A poet’s thoughts on life and faith

A poet’s thoughts on life and faith Thomas McCarthy is a Cork-based poet and critic
The Best Loved Poems of Gabriel Fitzmaurice, with an introduction by Declan Kiberd
(Mercier Press, €12.99)

 

Those of us who remember Listowel Writers’ Week in its earliest days will never forget the singing and cajoling presence of a whipper-snapper young poet called Gabriel Fitzmaurice – there he would be in the foyer of the Listowel Arms, handing a pint to a wavering Michael Hartnett or a sheaf of new poems to Brendan Kennelly or Bryan MacMahon.

He belonged to the tumult of that North Kerry life, and there is still a tumultuous, life-affirming atmosphere about the poems selected for this very portable new book. The poems offered here, every one of them, contain all of the assertions and grandeur of that world. Fitzmaurice’s brilliant poem on a Munster Football Final held during the Civil War probably sums up the ethics of such a life:

‘There’s something more important here than war.

John Joe Sheehy, centre forward, Republican,

Con Brosnan, Free State captain, centrefield;

For what they love, they both put down the gun –

On Con’s safe conduct, Sheehy takes the field.

In an hour the Kerry team will win.

Sheehy will vanish, on Brosnan’s bond, again.’

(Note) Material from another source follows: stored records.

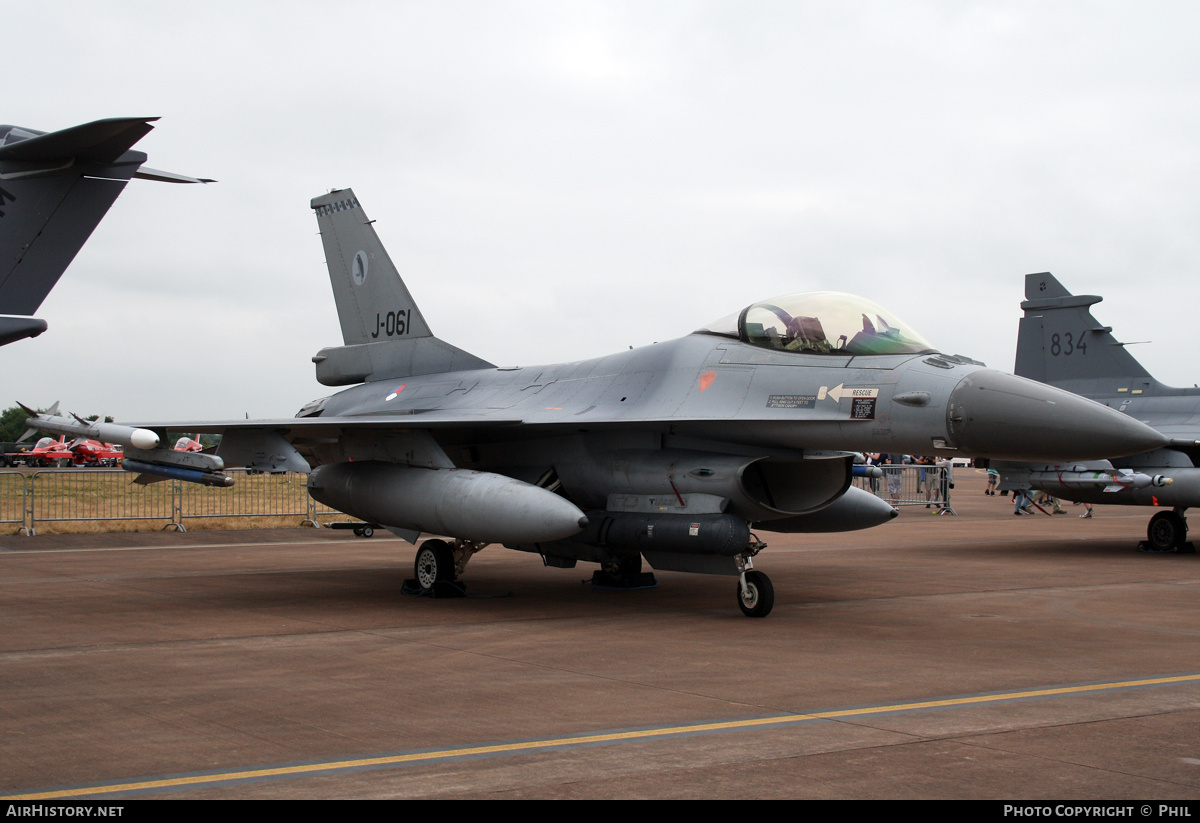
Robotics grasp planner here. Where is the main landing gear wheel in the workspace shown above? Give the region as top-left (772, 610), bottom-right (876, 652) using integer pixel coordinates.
top-left (413, 540), bottom-right (455, 591)
top-left (738, 571), bottom-right (775, 617)
top-left (1146, 511), bottom-right (1188, 552)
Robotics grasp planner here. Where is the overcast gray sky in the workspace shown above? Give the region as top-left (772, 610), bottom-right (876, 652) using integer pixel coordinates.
top-left (0, 0), bottom-right (1200, 420)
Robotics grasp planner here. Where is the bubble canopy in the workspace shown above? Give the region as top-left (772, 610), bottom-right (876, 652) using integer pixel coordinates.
top-left (696, 292), bottom-right (937, 355)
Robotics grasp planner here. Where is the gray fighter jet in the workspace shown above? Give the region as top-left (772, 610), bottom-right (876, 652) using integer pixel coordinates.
top-left (0, 118), bottom-right (212, 346)
top-left (30, 195), bottom-right (1164, 617)
top-left (996, 272), bottom-right (1200, 552)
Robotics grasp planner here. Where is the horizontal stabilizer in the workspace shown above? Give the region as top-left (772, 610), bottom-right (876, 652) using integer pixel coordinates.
top-left (133, 166), bottom-right (216, 182)
top-left (0, 314), bottom-right (46, 346)
top-left (0, 118), bottom-right (210, 346)
top-left (0, 118), bottom-right (158, 164)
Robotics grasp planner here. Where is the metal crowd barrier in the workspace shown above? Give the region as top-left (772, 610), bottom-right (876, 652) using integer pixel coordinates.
top-left (854, 463), bottom-right (958, 515)
top-left (0, 471), bottom-right (29, 534)
top-left (12, 469), bottom-right (336, 535)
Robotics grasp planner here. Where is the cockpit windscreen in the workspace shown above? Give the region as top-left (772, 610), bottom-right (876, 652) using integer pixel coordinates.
top-left (698, 292), bottom-right (936, 355)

To those Kerry values, one could add story-telling, religion, family, music. These are the Kerry essentials and Fitzmaurice is the Poet Laureate of every element: if you think such things are unimportant, then you’re a fool. Or you’ve never been to Kerry. His celebration of the singer Con Greaney, not just a poem but a recitation in print, is sustained and astonishing: ‘Born on the mountain/ These eighty years and more,/ Not born so much as quarried;/ The mountain life was poor.’His memory of the drunk who brings two bottles of Guinness Extra Stout to the altar rails at Midnight Mass is both effective and poignant:

‘But the Christ who thirsts on Calvary

Has waited all these years

For the fellow cursed with the cross of thirst

To stand him these few beers.’

The gesture is everything in such a life, the human gesture contains immensities and this is what Fitzmaurice has always captured in his work. From his throne in Moyvane, like a benign wise Pope, he casts a holy, accepting glance upon exhausted humanity. And most of the fine gestures in these poems arise from attachment, all kinds of attachments, from fathers to sons, from singer to audience, from husband to wife. His poem ‘Dad’ is the magnificent celebration of a good father:

‘A man before his time, he cooked and sewed,

Took care of me – and Mammy in her bed…

…………………….

Now when the New man poses with his kid,

I think of all the things my father did’

‘Every art-work is possible only to one person at one time and in one place; and Fitzmaurice remains always true to the colour of his own locality: Moyvane, Knockanure, Listowel’ writes Declan Kiberd in his very fine Introduction. But, lest we miss the sophistication and deliberateness of Fitzmaurice’s life in poetry, Kiberd reminds us of the artistic richness of those North Kerry/West Limerick townlands, the townlands of Thomas MacCreevy, Harry Clarke and Michael Hartnett. In this book a great deal of what is sophisticated and knowing is distilled into a kind of direct story-telling, a ‘dán díreach’ out of the tumult of so much thought:

‘The bird

Too hurt to feed

Falls in the valley

Of the coat,

And as I help

It claws

And perches on my finger

Bridging the great divide

Of man and bird.’

The cover art of this book, a clever arrangement of eighty-one lighthouses by Brenda Fitzmaurice, serves perfectly as a metaphor of what occurs within. This Best-Loved Poems is a neat arrangement of votive candles, candles of both light and hope. All the imperfections of human nature, all the goodness within, all humility in the face of heaven’s grandeur: it is all here, compressed into this beautiful book, a true traveller’s companion.